Geneva: Russia late Friday blocked an agreement on the final document of a four-week review of the UN treaty, considered the cornerstone of nuclear disarmament. It raised fears of a nuclear disaster.
Igor Vishnevetsky, deputy director of the Russian Foreign Ministry’s Non-Proliferation and Arms Control Department, told the delayed final meeting of the conference reviewing the 50-year-old Nuclear Nonproliferation Treaty that “unfortunately there is no consensus on this document.” He insisted that many countries — not just Russia — didn’t agree with “a whole host of issues” in the 36-page last draft.
The final document needed approval of all countries at the conference that are parties to the treaty aimed at curbing the spread of nuclear weapons and ultimately achieving a world without them.

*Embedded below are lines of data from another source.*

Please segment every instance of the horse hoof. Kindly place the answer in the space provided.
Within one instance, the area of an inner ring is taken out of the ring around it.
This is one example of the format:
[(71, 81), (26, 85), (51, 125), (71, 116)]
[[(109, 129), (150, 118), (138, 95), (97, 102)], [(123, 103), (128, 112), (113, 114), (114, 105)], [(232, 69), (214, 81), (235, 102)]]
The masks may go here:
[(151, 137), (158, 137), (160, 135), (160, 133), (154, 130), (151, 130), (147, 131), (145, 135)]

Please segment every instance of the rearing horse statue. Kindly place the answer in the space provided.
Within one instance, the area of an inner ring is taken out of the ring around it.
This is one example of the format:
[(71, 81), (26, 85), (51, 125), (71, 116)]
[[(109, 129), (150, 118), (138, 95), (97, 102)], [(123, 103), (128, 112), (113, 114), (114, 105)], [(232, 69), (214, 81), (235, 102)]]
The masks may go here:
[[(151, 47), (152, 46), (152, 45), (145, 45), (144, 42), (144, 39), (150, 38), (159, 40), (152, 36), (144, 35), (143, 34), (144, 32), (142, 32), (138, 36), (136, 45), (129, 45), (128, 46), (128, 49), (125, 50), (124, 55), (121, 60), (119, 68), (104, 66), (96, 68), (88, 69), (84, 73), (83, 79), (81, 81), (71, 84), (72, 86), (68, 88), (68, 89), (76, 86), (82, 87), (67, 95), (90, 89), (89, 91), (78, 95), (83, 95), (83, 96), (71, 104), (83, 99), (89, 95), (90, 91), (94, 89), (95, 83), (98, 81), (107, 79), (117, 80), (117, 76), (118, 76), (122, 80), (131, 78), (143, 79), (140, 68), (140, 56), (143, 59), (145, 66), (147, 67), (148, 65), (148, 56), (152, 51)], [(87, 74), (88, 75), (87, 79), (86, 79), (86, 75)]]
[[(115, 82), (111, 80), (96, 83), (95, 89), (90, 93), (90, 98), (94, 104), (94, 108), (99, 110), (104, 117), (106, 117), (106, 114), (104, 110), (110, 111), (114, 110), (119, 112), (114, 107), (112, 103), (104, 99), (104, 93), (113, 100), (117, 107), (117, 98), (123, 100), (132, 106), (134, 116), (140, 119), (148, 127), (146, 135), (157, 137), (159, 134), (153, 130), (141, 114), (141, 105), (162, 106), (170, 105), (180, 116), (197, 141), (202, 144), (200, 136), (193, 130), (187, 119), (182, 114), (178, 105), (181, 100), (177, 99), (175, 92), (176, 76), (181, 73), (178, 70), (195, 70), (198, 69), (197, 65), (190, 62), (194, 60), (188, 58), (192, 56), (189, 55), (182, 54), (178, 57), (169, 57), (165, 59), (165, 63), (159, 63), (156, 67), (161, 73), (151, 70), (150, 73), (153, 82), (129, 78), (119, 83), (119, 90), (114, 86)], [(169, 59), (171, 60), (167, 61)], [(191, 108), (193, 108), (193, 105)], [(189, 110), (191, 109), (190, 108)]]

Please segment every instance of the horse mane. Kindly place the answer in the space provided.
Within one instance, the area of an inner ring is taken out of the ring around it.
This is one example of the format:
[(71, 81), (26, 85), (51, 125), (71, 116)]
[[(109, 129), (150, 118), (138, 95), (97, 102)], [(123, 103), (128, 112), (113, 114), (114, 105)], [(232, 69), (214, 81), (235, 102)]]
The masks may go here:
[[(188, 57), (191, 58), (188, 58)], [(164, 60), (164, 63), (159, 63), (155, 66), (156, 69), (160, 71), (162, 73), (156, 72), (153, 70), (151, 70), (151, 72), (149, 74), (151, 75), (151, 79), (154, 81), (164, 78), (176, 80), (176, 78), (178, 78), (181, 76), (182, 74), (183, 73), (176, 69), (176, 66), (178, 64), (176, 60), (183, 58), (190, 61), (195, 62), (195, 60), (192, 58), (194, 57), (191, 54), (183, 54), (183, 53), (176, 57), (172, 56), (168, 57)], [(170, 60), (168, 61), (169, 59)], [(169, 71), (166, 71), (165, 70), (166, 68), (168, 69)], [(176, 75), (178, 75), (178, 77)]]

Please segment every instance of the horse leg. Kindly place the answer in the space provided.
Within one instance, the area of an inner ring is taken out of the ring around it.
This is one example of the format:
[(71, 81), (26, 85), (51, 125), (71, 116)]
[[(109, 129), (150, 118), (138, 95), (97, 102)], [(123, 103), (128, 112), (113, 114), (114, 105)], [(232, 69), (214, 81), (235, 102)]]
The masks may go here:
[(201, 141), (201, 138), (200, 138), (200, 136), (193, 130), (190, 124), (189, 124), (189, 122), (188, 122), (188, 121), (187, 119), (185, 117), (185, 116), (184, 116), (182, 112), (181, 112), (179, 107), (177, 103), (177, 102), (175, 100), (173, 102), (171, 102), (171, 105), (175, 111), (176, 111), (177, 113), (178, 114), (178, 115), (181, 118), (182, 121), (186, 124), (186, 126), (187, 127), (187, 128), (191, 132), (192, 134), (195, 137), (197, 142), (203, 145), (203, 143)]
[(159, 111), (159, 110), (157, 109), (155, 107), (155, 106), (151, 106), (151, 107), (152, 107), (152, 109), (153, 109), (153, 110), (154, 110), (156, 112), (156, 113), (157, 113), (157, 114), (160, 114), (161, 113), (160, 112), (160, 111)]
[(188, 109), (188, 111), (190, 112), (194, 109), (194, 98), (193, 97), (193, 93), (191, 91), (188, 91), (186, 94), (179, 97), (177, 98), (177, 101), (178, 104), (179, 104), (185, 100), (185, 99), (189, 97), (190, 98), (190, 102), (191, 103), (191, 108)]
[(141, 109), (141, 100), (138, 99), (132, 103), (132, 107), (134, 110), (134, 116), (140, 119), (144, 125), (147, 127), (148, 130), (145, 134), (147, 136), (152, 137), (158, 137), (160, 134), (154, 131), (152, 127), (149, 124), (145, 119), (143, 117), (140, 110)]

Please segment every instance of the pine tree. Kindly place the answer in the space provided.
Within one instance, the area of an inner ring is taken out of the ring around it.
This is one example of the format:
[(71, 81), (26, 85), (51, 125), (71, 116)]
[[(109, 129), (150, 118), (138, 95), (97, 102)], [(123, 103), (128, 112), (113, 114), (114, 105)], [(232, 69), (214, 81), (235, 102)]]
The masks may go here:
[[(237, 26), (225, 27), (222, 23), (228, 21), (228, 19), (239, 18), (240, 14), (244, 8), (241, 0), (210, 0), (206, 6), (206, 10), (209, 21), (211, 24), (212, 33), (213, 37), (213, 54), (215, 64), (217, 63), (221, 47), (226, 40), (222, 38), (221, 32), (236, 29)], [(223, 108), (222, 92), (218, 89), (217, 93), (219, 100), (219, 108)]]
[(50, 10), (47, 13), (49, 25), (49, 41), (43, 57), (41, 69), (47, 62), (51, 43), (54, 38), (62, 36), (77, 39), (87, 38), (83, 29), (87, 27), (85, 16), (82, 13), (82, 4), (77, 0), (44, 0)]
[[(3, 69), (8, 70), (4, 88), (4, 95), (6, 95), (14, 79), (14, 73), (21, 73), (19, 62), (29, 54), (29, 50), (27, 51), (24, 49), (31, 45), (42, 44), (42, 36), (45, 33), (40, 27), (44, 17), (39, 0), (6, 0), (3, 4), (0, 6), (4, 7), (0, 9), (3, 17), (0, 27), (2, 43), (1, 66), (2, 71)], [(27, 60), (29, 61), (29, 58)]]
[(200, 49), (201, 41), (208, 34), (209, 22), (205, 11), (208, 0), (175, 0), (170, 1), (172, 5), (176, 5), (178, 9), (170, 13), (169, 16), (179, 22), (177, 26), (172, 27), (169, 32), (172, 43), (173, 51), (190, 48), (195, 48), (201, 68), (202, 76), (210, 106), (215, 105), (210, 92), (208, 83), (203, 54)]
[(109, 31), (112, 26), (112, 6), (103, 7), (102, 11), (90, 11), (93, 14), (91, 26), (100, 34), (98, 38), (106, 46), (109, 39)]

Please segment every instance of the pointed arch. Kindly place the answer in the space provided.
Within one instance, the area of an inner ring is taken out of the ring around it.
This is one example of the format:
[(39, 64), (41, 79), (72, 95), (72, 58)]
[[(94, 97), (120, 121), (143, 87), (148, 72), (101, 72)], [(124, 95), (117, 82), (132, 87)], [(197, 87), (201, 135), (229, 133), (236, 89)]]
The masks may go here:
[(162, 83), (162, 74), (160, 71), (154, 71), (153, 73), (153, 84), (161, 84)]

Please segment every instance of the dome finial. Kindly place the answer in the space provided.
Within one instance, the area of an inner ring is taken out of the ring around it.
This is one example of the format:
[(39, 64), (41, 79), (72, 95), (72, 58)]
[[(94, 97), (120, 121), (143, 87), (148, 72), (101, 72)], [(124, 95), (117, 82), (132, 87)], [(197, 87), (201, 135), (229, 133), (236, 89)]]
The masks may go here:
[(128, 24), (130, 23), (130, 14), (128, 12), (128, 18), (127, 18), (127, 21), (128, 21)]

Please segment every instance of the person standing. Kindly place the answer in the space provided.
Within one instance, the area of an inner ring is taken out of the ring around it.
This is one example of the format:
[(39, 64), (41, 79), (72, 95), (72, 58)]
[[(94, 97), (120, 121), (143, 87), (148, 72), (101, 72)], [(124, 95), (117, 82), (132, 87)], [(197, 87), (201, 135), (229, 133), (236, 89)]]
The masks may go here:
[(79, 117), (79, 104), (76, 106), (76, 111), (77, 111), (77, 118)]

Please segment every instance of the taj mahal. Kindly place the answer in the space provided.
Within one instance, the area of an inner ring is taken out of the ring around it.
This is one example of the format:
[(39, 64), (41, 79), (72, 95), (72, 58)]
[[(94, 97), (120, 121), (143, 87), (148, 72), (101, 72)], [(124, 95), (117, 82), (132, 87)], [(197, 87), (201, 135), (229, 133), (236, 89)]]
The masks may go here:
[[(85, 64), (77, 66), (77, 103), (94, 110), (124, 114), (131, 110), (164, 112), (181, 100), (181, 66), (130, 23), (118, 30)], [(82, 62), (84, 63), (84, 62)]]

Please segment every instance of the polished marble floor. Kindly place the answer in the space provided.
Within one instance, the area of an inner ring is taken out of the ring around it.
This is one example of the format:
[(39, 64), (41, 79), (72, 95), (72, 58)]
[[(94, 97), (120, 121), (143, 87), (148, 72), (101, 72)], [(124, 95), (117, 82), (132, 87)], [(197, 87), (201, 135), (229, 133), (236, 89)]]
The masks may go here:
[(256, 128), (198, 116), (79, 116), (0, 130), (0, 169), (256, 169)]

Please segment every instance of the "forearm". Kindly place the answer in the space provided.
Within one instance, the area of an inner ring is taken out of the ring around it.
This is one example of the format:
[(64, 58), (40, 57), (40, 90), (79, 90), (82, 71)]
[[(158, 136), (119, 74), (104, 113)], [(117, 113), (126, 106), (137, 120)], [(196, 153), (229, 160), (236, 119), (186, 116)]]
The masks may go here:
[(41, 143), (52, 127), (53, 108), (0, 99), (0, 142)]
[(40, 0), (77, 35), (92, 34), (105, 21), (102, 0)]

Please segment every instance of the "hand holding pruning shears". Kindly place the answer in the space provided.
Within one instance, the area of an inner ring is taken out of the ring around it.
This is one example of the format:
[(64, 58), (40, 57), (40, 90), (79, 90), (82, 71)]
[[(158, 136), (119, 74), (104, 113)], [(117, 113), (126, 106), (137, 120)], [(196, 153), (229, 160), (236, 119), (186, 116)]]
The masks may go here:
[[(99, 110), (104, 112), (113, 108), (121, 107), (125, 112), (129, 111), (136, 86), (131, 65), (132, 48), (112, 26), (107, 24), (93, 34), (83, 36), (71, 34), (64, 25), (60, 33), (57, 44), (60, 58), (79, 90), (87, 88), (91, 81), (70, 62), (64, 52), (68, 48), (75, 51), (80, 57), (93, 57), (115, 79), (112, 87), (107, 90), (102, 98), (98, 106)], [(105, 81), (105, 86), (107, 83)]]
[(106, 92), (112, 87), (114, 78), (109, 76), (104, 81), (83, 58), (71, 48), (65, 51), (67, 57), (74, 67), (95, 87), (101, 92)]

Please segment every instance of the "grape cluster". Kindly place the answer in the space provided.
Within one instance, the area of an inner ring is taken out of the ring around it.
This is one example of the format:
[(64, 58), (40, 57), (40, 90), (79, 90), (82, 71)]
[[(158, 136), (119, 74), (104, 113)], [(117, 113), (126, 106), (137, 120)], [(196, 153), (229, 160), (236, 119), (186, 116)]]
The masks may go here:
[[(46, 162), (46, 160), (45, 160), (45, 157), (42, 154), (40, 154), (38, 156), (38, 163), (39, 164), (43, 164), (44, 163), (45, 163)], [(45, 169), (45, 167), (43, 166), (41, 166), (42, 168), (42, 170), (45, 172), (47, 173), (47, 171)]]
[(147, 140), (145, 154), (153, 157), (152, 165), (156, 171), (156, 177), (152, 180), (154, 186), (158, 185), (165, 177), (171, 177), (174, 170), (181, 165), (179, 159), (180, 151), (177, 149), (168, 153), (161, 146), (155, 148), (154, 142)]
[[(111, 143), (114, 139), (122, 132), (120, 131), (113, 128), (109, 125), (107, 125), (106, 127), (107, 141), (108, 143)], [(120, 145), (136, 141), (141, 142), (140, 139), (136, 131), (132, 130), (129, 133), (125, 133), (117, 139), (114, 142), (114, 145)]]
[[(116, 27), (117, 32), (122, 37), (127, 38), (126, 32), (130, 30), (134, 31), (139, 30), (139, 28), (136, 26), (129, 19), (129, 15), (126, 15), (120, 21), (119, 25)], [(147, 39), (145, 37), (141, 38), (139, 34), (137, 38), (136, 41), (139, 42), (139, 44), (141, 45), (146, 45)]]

Argentine Ambassador Gustavo Zlauvinen, president of the conference, said the final draft represented his best efforts to address divergent views and the expectations of the parties “for a progressive outcome” at a moment in history when “our world is increasingly wracked by conflicts, and, most alarmingly, the ever growing prospect of the unthinkable nuclear war.”
But after Vishnevetsky spoke, Zlauvinen told delegates, “I see that at this point, the conference is not in a position to achieve agreement on its substantive work.”
The issue that changed the dynamics of the conference was Russia’s invasion of Ukraine on Feb. 24, which brought Russian President Vladimir Putin’s warning that Russia is a “potent” nuclear power and that any attempt to interfere would lead to “consequences you have never seen.” He also put Russia’s nuclear forces on high alert.
Putin has since rolled back, saying that “a nuclear war cannot be won and must never be fought,” a message reiterated by a senior Russian official on the opening day of the NPT conference on Aug. 2.
But the Russian leader’s initial threat and the occupation of the Zaporizhzhia nuclear plant in southeastern Ukraine as well as the takeover of the Chernobyl nuclear plant, scene of the world’s worst nuclear disaster in 1986, renewed global fears of another nuclear emergency.
It also would have recognized Ukraine’s loss of control and the International Atomic Energy Agency’s inability to ensure the plant’s nuclear material is safeguarded.
It supported IAEA efforts to visit Zaporizhzhia to ensure there is no diversion of its nuclear materials, a trip the agency’s director is hoping to organize in the coming days.
The draft also expressed “grave concern” at the safety of Ukraine’s nuclear facilities, in particular Zaporizhzia, and stressed “the paramount importance of ensuring control by Ukraine’s competent authorities.”
After the conference’s failure to adopt the document, dozens of countries took the floor to express their views.
Indonesia, speaking on behalf of the Nonaligned Movement comprising 120 developing countries, expressed disappointment at the failure, calling the final document “of utmost importance.”
The NPT review conference is supposed to be held every five years but was delayed because of the COVID-19 pandemic. This marked the second failure of its 191 state parties to produce an outcome document. The last review conference in 2015 ended without an agreement because of serious differences over establishing a Middle East zone free of weapons of mass destruction.